A man wearing a mask is given a needle at a vaccination clinic
(Photo: Laurel Davis)

Helping adults conquer high needle fear and improving overall vaccination rates are the goals of a University of Guelph-led project that has received recent federal funding.

The two-year project will yield the first-ever electronic resource of its kind intended to help adults self-manage high levels of needle fear, said Dr. Meghan McMurtry, a professor in the Department of Psychology and director of the Pediatric Pain, Health and Communication Lab.

The project received $37,550 from Ottawa under the Immunization Partnership Fund administered by the Public Health Agency of Canada (PHAC).

Led by McMurtry, it’s part of a larger initiative headed by Dr. Anna Taddio, a pharmacy professor at the University of Toronto, that addresses needle fear among adults through pain management.

“Around one in 10 adults have such high needle fear that they will delay or avoid procedures like vaccination,” she said. “This project is designed to create a free, widely accessible, evidence-informed resource to enable people to self-manage their needle fear.”

High levels of needle fear are normally addressed through therapy with trained professionals, but that’s not accessible for many people for various reasons. Said McMurtry: “By creating a resource that’s freely available to individuals, we’re eliminating barriers of geography, money, waitlists, stigma. That’s the idea behind this as part of a stepped-care approach.”

This year, she will solicit feedback from adults with needle fear as well as mental health professionals and immunizers on an existing draft document that will ultimately serve as this new e-resource.
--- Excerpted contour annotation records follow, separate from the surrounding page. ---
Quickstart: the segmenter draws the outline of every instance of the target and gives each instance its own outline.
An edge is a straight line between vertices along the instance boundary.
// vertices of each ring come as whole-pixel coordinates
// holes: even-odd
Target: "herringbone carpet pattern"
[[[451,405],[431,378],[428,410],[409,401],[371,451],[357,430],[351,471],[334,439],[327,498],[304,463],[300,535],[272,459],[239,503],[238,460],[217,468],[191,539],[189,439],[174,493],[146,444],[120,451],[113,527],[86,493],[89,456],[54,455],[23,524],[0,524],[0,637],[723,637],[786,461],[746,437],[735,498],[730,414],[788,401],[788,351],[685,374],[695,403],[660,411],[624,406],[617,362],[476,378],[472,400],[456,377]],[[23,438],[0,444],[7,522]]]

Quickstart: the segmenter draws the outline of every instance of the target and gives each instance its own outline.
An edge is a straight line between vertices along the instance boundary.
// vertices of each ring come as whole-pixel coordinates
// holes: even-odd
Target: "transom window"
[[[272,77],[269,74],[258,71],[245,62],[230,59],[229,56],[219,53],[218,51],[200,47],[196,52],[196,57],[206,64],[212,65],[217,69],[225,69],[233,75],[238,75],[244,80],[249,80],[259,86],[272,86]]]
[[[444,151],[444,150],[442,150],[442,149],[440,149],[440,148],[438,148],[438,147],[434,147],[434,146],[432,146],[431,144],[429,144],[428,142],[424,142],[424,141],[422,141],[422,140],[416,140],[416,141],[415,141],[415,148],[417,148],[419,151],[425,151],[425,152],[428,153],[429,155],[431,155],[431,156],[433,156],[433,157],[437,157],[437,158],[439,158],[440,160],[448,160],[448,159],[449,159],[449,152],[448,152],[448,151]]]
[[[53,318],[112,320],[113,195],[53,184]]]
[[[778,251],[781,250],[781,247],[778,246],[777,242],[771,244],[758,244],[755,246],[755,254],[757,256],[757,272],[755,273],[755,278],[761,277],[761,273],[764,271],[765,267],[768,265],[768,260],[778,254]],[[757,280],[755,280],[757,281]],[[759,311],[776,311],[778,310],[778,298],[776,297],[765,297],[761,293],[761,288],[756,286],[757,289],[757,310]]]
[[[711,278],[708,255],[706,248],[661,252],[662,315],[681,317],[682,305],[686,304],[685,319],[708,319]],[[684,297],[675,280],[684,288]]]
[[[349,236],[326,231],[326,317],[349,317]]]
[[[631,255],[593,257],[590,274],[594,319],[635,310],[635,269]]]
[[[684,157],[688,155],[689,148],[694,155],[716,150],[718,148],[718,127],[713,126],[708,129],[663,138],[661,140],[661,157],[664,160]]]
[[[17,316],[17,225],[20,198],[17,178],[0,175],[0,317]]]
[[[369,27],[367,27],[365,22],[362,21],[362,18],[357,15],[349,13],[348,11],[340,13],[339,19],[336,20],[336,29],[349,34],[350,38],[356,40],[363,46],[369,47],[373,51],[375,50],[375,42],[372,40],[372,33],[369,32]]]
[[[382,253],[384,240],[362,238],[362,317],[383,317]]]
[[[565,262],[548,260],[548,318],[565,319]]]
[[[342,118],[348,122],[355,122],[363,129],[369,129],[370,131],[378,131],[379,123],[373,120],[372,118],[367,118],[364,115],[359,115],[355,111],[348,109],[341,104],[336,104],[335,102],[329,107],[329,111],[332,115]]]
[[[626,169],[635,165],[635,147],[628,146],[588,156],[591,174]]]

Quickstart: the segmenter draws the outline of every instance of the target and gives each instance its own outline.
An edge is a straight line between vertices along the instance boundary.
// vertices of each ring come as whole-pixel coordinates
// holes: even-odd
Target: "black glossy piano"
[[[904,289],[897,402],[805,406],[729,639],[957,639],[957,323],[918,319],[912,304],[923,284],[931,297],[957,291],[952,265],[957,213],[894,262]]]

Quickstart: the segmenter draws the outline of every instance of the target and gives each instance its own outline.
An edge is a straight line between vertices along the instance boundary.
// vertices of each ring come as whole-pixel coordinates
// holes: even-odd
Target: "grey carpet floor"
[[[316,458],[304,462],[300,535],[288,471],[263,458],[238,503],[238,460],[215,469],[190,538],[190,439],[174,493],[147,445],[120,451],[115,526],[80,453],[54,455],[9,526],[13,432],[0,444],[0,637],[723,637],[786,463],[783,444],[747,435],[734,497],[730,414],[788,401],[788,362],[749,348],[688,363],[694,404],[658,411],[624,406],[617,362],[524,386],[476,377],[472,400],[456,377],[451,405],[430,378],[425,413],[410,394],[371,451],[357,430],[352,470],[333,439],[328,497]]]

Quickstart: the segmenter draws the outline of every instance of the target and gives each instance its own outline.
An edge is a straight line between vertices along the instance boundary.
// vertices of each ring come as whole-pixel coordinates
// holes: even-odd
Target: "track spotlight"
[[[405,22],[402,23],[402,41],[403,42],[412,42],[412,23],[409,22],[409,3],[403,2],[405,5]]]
She developed that document through an earlier series of reviews and meta-analyses and clinical practice guidelines.

As part of the project, she will also recruit Canadian adults with high needle fear to test the usability, feasibility and initial effectiveness of the e-resource.

Prof. Meghan McMurtry
Dr. Meghan McMurtry

McMurtry is working with various groups on the project, including Immunize Canada.

“Dr. McMurtry’s project is an example of extraordinary and timely University of Guelph research and knowledge turned to real-world application that truly improves and potentially saves lives,” said Dr. Malcolm Campbell, vice-president, research.

Campbell said that “over the past roughly 16 months, in which our world has been in the grip of the COVID-19 pandemic, the critical importance of vaccines has become obvious. All must have access to them.

“To help those who experience needle fear manage that fear is truly an act of compassion that benefits individuals and communities alike.”

“Needle fear is a real thing,” said Guelph MP Lloyd Longfield. “I know after donating blood over 100 times, each time I need to remind myself how important it is for me to overcome my own fear, to help other people who are having a worse day than me.

“When it came to vaccination, I also needed to remind myself again about the importance of accepting a needle. At the end of the day, the vaccination needle was in and out before I even felt it, thanks to the amazing nurses that put me at ease throughout the process. This research will help people like me to overcome their fears through better understanding.”

If results show promise, McMurty will make the resource freely available to Canadians. Based on her previous work with the World Health Organization on immunization stress-related responses, she believes there may be interest to adapt the tool internationally for people in low- and middle-income countries where access to mental health professionals may be more limited.

Other resources are already available but have yet to be tested empirically. Some provide only cursory information while others require readers to work through entire books. “As a stakeholder-informed resource, this will be new worldwide.”

The project is driven partly by PHAC’s interest in facilitating COVID-19 vaccinations, said McMurty, but it’s also intended for general use beyond the current pandemic.

Acknowledging that other factors including vaccine hesitancy can complicate immunization efforts for various infectious diseases, she said she hopes to address a major roadblock for many adults.

“We all need to be vaccinated at different times and needle fear has always gotten in the way.”